Nee, volgens mij is het een rechtstreekse vertaling uit het Engels.


----------



## George French

AllegroModerato said:


> Is dat een bestaande uitdrukking in het Nederlands? Zo ja, dan kende ik hem niet.



Het is ook op internet te vinden, bijvoorbeeld:- http://www.nujij.nl/politiek/rosenthal-wil-geen-opgeheven-vingertje.11882254.lynkx#axzz1kDdExn4m  Zoek op "welke kant zijn boterham".

En ik heb zelf gehoord verschillende versies van deze in nederland.

GF..


----------



## LeRenardReynaerde

George French said:


> Het is ook op internet te vinden, bijvoorbeeld:- http://www.nujij.nl/politiek/rosenthal-wil-geen-opgeheven-vingertje.11882254.lynkx#axzz1kDdExn4m  Zoek op "welke kant zijn boterham".
> 
> En ik heb zelf gehoord verschillende versies van deze in nederland.
> 
> GF..



Beste George,
 een veel voorkomende fout is is nog steeds fout.

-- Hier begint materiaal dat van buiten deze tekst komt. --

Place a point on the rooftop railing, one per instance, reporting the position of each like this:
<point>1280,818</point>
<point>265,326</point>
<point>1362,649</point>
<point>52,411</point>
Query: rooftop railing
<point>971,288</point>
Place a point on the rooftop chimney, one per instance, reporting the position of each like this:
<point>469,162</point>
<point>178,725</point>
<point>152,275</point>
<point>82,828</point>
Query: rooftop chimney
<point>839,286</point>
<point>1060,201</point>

Ik wil niet beweren dat ik alle Nederlandse spreekwoorden en gezegdes ken, maar ik acht de kans buitengewoon groot dat inderdaad een anglicisme is. 
Misschien dat het over tien jaar volledig is ingeburgerd, maar tot die tijd zou ik hier verre van blijven, omdat je het Engelse spreekwoord moet kennen om dit te begrijpen.

Enkele alternatieven:
"maar wist wel wie hij te vriend moest houden"
"maar hij wist wel waar hij goed aan deed."
"Maar hij wist wel wat in zijn eigen belang was."


----------



## HKK

Ik heb de Nederlandse versie nooit gehoord, maar de Engelse ook niet... Van welk Engels gezegde zou dit dan komen?


----------



## LeRenardReynaerde

HKK said:


> Ik heb de Nederlandse versie nooit gehoord, maar de Engelse ook niet... Van welk Engels gezegde zou dit dan komen?



van deze:
http://idioms.thefreedictionary.com/know+which+side+bread+is+buttered


----------



## Suehil

'To know which side your bread is buttered' is een heel gewone uitdrukking in het Engels - het betekent, net als Le RenardRenaerde zegt, 'goed weten wat goed voor je is/waar je belangen liggen'


----------